Prima che arrivasse il Fisco, erano arrivati i questori che gli hanno vietato di esibirsi dal vivo in diverse città. Il questore di Agrigento gli vietò di esibirsi a Caltabellotta; poi è arrivato lo stop a Teramo e ad Eboli. A Palermo, invece, qualche anno fa sempre il questore ricorse ad un avviso orale affinché non diffondesse “messaggi contrari all’etica della società e di contestazione all’operato di esponenti del mondo civile e della lotta alla mafia”. Motivo? De Martino non ha cantato solo Bella Bionda, ma anche una serie di pezzi inneggianti alla mafia e altri contenenti messaggi contro i collaboratori di giustizia. Nel 2020 il suo nome era sbucato nelle carte giudiziarie relative alle indagini sul capoclan Giuseppe Incontrera, boss di Porta Nuova, successivamente ammazzato. Proprio il padrino parlò del litigio tra De Martino e Salvatore Buongiorno, impresario del settore musicale che grazie agli appoggi mafiosi aveva monopolizzato il settore e che per questo è stato condannato a sei anni di carcere. De Martino aveva attaccato il discografico con una diretta Facebook, cosa che aveva irritato il boss Incontrera, fedele ai valori del silenzio e della discrezione come Cosa Nostra impone, che lo aveva rimproverato in maniera piccata dicendogli che avrebbe dovuto chiarirsi a quattr’occhi con Buongiorno e non scegliere un canale pubblico per risolvere la faccenda.
Nel bene e nel male, dunque, De Martino non ha mai fatto nulla per nascondersi, peraltro utilizzando i social e le app di settore per pubblicizzare concerti, feste private e dischi, non sembrava affatto uno intento a evitare le tasse. E invece, s’apprende oggi dagli atti d’indagine a suo carico, non aveva mai neanche aperto la partita Iva.

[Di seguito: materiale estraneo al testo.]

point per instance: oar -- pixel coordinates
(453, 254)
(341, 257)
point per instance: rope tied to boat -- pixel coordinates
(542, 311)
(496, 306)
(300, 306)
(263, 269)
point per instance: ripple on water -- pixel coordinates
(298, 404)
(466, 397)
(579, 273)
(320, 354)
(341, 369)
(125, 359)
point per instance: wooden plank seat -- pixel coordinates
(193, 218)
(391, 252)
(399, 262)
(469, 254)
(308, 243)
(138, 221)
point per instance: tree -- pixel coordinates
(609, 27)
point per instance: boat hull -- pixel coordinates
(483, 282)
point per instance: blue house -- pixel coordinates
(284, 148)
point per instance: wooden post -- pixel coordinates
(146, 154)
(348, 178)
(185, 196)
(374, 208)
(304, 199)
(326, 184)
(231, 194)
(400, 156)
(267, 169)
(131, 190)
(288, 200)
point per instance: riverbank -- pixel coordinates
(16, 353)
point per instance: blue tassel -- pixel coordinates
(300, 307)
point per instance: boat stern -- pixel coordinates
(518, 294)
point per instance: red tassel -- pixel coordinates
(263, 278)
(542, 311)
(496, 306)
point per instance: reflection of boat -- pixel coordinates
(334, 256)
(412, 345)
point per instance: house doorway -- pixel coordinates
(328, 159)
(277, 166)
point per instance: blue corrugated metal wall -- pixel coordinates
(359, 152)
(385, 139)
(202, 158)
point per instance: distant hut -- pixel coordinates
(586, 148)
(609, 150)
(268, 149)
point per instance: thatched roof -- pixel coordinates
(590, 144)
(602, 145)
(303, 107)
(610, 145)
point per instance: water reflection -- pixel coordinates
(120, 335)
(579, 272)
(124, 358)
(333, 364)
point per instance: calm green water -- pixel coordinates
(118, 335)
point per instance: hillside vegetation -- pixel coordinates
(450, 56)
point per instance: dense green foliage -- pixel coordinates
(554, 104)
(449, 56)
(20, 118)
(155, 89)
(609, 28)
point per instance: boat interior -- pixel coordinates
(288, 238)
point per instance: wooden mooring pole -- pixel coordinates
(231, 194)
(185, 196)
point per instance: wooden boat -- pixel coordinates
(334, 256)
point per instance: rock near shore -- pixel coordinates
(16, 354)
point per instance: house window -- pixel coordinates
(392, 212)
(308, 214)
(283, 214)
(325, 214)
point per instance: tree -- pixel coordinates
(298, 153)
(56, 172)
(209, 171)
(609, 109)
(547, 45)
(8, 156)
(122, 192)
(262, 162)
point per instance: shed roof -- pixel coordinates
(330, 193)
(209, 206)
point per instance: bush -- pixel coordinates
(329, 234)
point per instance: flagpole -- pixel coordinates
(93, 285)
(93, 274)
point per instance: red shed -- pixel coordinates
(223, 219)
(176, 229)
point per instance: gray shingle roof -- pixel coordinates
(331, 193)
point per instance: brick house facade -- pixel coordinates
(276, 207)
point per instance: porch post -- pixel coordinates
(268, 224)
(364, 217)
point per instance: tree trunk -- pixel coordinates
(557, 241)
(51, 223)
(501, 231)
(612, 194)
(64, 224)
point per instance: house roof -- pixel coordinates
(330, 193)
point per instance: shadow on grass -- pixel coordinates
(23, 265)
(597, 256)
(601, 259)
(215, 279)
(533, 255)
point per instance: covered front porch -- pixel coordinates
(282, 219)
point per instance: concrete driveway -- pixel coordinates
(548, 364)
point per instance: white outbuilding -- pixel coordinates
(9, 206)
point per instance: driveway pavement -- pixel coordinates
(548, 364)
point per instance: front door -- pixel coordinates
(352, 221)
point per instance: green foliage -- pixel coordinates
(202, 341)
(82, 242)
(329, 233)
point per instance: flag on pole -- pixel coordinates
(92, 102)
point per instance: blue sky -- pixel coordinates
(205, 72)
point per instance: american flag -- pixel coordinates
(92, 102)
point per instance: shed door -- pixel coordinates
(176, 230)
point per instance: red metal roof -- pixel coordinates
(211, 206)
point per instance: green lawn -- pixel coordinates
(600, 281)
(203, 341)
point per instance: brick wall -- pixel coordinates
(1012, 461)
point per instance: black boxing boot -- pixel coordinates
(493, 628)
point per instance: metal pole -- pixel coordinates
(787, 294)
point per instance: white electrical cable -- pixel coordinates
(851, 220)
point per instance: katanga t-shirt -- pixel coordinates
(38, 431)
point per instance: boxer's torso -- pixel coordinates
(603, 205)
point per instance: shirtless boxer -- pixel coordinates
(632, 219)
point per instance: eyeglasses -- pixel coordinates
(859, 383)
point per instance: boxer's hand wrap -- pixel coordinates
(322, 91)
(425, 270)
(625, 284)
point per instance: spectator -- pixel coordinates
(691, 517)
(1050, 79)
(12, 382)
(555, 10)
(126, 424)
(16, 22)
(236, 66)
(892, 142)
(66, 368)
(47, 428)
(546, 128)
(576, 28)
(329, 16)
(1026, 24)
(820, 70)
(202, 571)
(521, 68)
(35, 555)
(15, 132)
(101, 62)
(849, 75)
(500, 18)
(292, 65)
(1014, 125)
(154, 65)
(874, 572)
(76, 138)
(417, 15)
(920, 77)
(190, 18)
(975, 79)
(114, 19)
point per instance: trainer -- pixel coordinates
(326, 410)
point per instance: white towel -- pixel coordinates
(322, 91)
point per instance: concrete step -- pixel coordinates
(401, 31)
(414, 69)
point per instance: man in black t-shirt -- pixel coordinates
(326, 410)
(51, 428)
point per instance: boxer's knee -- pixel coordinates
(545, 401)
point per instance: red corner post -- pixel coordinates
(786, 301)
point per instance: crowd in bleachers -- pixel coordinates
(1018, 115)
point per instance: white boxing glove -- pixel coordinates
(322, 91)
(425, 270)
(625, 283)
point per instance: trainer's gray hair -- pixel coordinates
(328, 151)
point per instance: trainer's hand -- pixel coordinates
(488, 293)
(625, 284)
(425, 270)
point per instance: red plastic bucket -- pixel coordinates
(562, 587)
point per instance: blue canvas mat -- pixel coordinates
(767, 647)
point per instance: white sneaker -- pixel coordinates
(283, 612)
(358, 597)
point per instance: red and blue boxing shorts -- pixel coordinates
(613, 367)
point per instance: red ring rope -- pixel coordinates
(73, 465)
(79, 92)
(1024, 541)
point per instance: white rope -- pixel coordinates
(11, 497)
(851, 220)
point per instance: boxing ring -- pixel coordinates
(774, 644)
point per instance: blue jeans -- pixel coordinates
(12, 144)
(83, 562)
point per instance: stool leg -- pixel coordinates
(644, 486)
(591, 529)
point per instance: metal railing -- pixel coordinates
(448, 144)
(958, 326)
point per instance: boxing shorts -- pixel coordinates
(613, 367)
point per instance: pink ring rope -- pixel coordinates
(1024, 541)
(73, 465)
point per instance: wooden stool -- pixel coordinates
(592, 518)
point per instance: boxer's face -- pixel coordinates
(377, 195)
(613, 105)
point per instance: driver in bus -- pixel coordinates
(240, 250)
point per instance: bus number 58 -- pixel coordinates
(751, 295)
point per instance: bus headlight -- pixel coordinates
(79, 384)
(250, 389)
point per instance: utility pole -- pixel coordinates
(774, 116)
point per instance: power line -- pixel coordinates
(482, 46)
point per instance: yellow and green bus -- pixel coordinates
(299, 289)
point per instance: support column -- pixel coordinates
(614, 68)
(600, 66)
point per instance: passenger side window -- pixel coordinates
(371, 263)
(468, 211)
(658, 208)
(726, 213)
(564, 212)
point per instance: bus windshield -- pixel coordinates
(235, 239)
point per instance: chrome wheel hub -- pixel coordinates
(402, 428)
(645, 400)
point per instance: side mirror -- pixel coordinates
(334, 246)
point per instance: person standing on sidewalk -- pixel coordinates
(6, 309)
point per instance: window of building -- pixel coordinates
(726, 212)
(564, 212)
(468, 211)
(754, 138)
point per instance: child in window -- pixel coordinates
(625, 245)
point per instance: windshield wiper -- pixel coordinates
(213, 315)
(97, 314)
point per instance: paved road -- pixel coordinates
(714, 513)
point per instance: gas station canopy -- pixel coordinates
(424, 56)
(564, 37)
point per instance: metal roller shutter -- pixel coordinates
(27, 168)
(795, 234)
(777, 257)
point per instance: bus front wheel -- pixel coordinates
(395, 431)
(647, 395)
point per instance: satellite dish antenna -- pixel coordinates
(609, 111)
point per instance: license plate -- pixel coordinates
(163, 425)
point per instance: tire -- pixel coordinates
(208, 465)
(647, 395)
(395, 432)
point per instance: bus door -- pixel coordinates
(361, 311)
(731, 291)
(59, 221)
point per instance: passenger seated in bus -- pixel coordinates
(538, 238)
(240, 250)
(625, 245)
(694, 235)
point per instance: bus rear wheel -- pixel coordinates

Al di là dei corridos e delle presunte simpatie criminali, per le quali non gli viene mossa alcuna contestazione, resta dunque il buco da 220mila euro (a tanto ammonterebbe l’evasione) che De Martino dovrebbe colmare con i beni sequestrati stamane nel corso del blitz: Rolex, gioielli e somme in contanti finiti sotto chiave per effetto del sequestro per equivalente. I suoi fan, comunque, non hanno da disperarsi perché potrà continuare ad esibirsi: basterà aprire la partita Iva. Il seguito e il successo di certo non gli mancano se la Finanza gli contesta oltre duecento show in sei anni, tra concerti e feste private. Numeri da record.